According to Fagan, the graduate had, in advance, been informed that she had to pay £9,000 to be considered for this role and wanted to know if this was normal. He told her it wasn’t.
In return for £9,000, the law firm is apparently offering:
1. Six months of paralegal training.
2. A “funded” LPC (fees for the LPC range between £6,000-£12,500).
3. A “possible training contract”. The firm offers “access to up to 40 training contracts”.
Writing on legalrecruitment.blogspot.com, Fagan added: “I have come across firms in Yorkshire charging up to £30,000 for a training contract, but I have never heard of one blatantly advertising the charges up front before an interview.”
Having been alerted to Fagan’s post by @MeghnaMajumdar on Twitter, I gave him a call.
Fagan was unable to provide me with any more details about the £30,000 training contract, and said he couldn’t give me the phone number of the graduate who had contacted him about the £9,000 paralegal deal without first asking her permission. Unfortunately, she refused permission.
However, Fagan said that he had been in touch the Solicitors Regulation Authority (SRA) about the matter, and been told by their Fraud and Confidential Intelligence Bureau that they had already received notification of a certain firm’s pay-to-be-a-paralegal deal. When I spoke to the SRA, they refused to confirm or deny anything – in keeping with normal procedure where an investigation is under way.

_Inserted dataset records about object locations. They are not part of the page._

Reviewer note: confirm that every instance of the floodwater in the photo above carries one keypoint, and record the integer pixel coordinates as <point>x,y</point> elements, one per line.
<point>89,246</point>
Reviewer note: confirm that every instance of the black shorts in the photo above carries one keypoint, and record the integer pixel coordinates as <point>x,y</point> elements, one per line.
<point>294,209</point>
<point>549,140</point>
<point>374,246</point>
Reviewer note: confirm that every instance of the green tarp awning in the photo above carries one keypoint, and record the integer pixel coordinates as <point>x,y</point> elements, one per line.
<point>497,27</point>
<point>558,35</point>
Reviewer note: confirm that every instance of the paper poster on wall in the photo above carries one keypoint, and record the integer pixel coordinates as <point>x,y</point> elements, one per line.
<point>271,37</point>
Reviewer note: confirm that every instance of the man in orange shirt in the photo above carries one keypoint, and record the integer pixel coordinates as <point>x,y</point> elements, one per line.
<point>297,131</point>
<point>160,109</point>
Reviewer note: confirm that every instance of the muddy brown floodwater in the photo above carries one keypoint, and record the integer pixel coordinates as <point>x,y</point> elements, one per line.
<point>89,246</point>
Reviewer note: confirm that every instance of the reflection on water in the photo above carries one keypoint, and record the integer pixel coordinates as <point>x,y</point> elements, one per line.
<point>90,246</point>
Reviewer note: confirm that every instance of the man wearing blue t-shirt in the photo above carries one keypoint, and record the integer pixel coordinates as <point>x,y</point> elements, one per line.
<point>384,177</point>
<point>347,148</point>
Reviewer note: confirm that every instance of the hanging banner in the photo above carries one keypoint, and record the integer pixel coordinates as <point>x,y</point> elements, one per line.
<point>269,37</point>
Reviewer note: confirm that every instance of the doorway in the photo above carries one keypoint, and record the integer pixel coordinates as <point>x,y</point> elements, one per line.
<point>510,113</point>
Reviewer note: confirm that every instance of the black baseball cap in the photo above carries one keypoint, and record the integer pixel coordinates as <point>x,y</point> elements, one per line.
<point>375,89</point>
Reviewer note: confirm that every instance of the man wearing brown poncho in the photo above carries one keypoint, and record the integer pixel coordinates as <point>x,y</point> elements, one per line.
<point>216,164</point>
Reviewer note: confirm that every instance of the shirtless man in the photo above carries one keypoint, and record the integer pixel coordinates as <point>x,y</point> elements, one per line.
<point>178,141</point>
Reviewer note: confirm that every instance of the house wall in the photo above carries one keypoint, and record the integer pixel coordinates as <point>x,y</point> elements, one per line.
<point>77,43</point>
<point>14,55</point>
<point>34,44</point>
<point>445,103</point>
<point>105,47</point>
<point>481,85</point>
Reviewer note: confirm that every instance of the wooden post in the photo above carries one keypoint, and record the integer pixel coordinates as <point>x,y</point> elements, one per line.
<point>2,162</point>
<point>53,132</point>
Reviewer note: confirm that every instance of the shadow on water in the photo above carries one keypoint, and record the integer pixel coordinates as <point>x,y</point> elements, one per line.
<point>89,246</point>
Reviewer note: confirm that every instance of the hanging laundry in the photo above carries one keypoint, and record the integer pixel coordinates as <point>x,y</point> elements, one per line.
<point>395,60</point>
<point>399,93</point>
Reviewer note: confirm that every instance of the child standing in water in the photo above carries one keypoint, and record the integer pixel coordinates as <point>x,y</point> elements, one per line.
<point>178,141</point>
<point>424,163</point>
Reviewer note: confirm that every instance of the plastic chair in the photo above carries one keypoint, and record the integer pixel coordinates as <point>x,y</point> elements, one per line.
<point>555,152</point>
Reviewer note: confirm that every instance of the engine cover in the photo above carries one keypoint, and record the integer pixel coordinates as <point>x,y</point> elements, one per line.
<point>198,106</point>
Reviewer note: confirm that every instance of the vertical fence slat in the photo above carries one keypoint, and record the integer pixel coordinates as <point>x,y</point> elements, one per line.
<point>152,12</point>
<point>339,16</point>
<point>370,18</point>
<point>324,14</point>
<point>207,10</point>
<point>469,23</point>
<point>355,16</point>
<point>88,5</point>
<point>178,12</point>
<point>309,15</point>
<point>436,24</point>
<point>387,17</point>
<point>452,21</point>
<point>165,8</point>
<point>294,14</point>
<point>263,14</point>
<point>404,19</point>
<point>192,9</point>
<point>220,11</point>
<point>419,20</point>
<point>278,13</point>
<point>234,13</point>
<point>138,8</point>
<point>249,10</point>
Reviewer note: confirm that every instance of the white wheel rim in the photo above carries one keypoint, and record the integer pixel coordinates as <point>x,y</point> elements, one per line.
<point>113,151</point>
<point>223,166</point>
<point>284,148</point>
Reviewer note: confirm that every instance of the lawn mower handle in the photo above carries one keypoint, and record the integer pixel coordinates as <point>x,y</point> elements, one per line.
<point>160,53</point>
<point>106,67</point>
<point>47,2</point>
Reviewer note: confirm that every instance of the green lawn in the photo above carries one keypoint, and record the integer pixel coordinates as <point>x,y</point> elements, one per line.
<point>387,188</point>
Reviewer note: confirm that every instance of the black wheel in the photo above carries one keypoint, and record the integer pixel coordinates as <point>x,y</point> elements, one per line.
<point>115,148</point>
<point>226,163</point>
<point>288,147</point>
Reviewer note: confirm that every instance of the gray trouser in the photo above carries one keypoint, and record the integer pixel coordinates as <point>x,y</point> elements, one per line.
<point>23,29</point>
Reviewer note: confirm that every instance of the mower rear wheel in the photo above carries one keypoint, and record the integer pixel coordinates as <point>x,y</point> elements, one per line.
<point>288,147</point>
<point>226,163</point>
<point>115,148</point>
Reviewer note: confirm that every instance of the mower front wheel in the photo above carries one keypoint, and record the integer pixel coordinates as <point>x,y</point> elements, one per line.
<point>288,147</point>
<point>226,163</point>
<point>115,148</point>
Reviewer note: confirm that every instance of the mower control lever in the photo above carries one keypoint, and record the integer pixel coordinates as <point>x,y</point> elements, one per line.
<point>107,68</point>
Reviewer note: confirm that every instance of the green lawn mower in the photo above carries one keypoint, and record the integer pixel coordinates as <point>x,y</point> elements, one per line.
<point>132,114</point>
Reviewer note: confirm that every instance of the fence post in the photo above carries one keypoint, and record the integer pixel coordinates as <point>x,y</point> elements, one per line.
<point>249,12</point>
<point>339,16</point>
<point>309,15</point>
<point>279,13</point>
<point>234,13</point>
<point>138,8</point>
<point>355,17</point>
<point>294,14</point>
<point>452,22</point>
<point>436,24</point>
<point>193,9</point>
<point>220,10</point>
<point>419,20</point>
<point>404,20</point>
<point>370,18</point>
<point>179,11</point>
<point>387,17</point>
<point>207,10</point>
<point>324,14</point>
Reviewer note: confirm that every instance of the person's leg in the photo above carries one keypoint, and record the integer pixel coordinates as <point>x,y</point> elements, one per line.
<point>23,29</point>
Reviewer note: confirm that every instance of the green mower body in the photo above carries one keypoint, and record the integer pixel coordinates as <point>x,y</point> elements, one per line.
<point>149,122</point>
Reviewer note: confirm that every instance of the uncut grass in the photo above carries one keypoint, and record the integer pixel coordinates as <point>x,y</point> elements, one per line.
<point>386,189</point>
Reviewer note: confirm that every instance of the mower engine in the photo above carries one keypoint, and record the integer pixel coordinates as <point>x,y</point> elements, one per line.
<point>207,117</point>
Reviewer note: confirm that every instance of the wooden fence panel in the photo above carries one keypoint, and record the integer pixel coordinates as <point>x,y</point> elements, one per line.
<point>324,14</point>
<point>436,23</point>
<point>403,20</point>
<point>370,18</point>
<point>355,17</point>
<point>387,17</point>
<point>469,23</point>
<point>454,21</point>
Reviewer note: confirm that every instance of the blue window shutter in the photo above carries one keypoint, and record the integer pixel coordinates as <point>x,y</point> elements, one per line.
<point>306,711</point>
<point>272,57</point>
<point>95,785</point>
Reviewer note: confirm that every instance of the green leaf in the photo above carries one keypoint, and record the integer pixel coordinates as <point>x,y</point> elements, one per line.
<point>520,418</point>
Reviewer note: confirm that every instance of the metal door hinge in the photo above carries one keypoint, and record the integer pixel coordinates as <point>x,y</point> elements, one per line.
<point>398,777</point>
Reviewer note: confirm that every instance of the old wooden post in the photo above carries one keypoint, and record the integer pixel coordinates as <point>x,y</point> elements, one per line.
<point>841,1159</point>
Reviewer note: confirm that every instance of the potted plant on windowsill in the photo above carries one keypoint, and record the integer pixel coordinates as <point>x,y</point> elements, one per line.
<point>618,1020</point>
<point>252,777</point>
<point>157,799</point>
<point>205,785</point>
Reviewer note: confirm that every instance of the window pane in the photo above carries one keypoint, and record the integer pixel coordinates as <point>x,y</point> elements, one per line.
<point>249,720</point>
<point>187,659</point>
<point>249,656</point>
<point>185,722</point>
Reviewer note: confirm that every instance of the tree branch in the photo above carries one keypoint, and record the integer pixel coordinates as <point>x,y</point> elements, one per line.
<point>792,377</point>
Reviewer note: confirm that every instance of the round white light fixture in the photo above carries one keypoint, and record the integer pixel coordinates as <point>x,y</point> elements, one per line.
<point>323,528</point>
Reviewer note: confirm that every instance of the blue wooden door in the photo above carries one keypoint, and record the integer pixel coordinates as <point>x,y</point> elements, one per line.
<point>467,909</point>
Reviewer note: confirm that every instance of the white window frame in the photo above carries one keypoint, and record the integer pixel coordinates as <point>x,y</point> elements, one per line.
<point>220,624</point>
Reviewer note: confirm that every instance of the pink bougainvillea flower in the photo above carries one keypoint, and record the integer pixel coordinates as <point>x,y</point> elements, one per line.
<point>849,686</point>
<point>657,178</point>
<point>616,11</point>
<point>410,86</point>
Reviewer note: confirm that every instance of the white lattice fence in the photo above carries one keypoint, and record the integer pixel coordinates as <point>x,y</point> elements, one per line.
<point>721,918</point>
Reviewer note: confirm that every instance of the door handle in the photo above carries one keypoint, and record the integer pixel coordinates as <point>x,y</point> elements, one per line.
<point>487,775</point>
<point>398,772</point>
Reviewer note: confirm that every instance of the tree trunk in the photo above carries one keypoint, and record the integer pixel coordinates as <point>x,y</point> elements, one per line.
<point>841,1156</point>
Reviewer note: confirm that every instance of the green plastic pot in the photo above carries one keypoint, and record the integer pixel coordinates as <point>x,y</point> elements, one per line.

They added that if the scheme concerns only paralegals, it is for the Chartered Institute of Legal Executives (CILEX) to deal with, not them. CILEX said they had not heard about any such behaviour.
Having obtained the name of the law firm in question, I gave them a call yesterday, and spoke to their senior partner. Initially, he confirmed to me the terms of the pay-to-be-a-paralegal deal as outlined by Fagan, which he labelled “innovative”. Then, when he realised I might write a negative story about it, he changed tack, denied what he had just said (although the exchange had become pretty confused by this point) and implied that he might sue me. After that, he sent me an email in which he wrote that his firm is “offering no training contracts”. So, as I have no evidence of our call (which I didn’t record), or confirmation from the graduate who spoke to Fagan, I can’t publish the name of the law firm.
Has anyone else come across this pay-to-be-a-paralegal deal, or indeed any other pay-to-train schemes?